The Elizabeth Taylor Trust and Christie’s are back in court, squabbling over a canceled $8.8 million necklace sale.
In 2011, Christie’s auctioned off the late actress’s extensive jewelry collection, in a much-hyped, record-breaking sale that garnered over $183 million.
One of the lots, however, has proved a problem: The Taj Mahal, a diamond and ruby necklace given to Taylor by then-husband Richard Burton in 1972. The Taj (pictured) fetched $8.8 million at the 2011 sale.
Shortly afterward, its buyer asked for his purchase to be canceled, as the item did not, as he believed, once belong to Mughal emperor Shah Jahan. Christie’s obliged and reversed the sale.
Christie’s then asked the Trust for the sale proceeds back. But the Trust has so far refused.
In a complaint filed May 11 in New York Supreme Court, the Trust said that the Christie’s catalog never warranted that the Taj Mahal belonged to Shah Jahan, only that it was “Indian.” It says that any other provenance claims were made by Christie’s representatives in public appearances, that “went beyond the language of the catalogue.”
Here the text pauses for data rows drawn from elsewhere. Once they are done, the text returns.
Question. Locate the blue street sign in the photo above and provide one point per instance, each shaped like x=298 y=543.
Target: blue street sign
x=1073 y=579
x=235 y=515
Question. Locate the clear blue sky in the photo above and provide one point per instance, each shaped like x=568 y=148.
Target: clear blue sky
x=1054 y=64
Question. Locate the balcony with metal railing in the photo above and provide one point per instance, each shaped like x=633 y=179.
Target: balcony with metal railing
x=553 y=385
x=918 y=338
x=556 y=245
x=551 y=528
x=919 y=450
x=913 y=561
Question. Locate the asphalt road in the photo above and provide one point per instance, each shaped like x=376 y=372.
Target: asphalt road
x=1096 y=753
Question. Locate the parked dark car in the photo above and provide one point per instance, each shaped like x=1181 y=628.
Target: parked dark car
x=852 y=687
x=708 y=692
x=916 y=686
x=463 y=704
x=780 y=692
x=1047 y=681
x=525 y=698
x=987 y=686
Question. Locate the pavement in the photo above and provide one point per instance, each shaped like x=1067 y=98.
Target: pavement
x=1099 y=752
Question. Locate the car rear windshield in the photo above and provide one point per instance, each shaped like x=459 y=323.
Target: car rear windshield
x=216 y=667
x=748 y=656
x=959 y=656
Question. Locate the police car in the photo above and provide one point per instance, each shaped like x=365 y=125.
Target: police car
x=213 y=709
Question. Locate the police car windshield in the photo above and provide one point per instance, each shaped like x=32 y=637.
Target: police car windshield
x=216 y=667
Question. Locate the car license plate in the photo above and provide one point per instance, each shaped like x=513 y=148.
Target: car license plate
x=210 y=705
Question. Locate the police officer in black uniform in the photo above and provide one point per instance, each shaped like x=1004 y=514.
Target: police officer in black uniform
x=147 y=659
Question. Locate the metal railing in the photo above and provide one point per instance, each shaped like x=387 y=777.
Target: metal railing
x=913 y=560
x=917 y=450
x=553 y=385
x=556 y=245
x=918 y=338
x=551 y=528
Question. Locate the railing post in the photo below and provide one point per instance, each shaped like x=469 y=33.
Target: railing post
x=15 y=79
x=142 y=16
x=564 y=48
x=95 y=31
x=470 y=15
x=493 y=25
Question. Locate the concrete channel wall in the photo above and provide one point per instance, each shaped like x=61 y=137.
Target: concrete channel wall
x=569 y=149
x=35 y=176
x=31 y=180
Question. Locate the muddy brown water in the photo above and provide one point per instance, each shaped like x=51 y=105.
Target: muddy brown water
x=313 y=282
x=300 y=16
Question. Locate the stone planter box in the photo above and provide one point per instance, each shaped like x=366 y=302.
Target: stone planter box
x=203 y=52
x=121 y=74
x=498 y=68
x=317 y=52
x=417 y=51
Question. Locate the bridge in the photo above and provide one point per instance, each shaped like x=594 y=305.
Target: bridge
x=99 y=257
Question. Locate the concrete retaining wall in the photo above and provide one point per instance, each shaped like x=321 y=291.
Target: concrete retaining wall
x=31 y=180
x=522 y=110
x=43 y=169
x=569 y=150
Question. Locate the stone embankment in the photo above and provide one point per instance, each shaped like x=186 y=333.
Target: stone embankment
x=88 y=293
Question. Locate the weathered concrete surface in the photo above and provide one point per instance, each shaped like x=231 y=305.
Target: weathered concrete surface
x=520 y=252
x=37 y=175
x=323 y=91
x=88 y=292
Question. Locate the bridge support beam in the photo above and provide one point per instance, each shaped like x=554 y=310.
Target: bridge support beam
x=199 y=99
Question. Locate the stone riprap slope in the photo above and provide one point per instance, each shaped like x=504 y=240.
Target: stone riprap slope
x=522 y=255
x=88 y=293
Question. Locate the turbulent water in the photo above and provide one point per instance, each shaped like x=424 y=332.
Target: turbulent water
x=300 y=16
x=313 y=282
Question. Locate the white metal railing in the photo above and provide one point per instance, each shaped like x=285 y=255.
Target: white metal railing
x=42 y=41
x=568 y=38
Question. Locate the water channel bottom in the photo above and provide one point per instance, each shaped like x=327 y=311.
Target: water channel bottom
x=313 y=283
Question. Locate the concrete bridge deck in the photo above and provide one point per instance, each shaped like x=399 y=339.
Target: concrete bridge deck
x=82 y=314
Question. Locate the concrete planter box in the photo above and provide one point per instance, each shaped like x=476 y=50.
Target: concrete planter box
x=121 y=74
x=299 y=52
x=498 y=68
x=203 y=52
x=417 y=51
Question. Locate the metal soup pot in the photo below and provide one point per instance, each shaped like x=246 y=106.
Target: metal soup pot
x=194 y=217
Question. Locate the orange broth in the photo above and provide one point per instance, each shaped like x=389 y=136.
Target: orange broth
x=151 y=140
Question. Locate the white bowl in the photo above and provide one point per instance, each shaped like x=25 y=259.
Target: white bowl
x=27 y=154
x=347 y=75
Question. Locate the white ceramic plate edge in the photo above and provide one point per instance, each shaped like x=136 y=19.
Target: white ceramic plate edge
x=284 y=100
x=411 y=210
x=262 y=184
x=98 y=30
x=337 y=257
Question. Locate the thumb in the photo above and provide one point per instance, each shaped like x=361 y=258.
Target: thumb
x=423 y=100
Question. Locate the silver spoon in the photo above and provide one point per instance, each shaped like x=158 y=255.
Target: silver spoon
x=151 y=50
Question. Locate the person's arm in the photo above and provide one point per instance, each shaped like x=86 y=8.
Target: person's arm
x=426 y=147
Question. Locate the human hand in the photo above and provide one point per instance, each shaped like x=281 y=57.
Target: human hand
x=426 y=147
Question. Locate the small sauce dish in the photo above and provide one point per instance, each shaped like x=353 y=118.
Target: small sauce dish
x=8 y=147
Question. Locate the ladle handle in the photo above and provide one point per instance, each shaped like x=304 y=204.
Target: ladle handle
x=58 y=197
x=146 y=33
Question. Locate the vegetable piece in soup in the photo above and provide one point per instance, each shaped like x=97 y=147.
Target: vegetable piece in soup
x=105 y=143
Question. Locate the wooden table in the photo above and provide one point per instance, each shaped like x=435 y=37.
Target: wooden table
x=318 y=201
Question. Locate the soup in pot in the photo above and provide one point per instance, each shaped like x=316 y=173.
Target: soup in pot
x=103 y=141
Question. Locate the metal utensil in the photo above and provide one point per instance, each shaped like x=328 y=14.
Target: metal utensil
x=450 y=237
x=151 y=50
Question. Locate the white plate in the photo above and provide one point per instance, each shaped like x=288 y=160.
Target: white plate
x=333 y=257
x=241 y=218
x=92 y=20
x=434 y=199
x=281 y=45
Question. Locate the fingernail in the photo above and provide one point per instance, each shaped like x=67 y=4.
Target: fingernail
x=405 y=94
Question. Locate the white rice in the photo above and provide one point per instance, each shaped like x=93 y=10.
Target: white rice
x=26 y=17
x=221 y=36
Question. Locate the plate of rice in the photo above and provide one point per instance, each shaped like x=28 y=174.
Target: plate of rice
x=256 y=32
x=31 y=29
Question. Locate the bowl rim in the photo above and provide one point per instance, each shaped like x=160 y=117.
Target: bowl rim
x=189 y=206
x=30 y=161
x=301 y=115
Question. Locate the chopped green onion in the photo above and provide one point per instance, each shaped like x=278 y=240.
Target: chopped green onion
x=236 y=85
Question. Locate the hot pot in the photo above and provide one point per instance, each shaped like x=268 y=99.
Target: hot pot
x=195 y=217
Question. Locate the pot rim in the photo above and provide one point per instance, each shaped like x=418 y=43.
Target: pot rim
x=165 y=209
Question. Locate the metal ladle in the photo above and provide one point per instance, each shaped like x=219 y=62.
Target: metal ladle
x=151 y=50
The Trust also claims that Christie’s has failed to remit the proceeds of a $2.9 million Bulgari ring it sold as part of the auction.
Christie’s could not be reached for comment. However, in a prior motion to dismiss, the auction house noted the two parties’ consignment agreement says that, in the event of nonpayment, Christie’s can cancel sales “at [its] sole discretion.”
This is the second time the two parties have legally battled over the Taj Mahal. Prior litigation over the diamond ended December 2015, when the two parties agreed to drop the lawsuit and work together to sell it.